Kendi kendine konuşurken zil çaldı. 

Gelen babası ve abisiydi. Abisinin gözleri kapalı. Hemen karanlık bir odaya aldılar. Sanırım bir kaç gün o odada kalacaktı. 

Muhammed Emin; “ Nasılsın abim” 

"İyiyim paşam" diyebildi sadece abisi. Sonra uyur gibi yattı. 

Arada annesi odaya girip kontrol ediyor ve ilaçlarını veriyordu. Muhammed Emin uzaktan abisine bakıyor ve çokta üzülüyordu. 

Her gün abisiyle boks yapan Emin o gün çok sessiz ve garip kalmıştı. 

Odasında derslerini çalışırken aklından bir türlü  abisini çıkaramıyordu. 

Kitaplarını yavaşça topladı ve çantasına koydu. Sabah okul için hazırladı. Pencereden dışarı baktı. Ay çok güzel görünüyordu. 

Oturdu yatağına. Biraz üzgündü.

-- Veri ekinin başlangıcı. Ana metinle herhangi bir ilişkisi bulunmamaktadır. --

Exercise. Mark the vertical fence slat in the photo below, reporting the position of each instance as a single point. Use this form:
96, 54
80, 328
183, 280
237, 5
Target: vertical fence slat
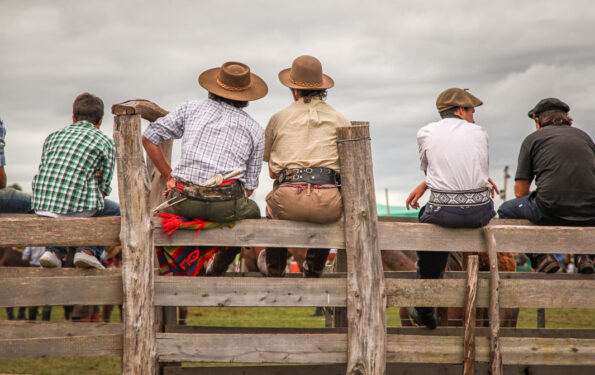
139, 354
494, 306
470, 315
366, 297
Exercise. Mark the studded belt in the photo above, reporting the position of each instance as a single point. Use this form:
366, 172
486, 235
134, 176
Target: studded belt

Çünkü akşamları hep abisi yatağında yanına uzanır onunla muhabbet ederken uyuyakalırdı. Bu gece abisi yanına gelememişti. Çok yalnızdı. Kapı aralandı annesi: 

Emin uyuyor musun? 

Hayır annem! Ay'ı seyrediyorum. 

"Tamam bu gece ayı beraber seyredelim o zaman" diyerek yanına oturdu. 

-Anne abimin gözleri çabuk iyileşir mi? 

Annesi: 

-İnşaallah oğlum. 

-Seninle beraber dua ederiz iyileşir inşaallah. 

Hani sana daha önce anlatmıştım.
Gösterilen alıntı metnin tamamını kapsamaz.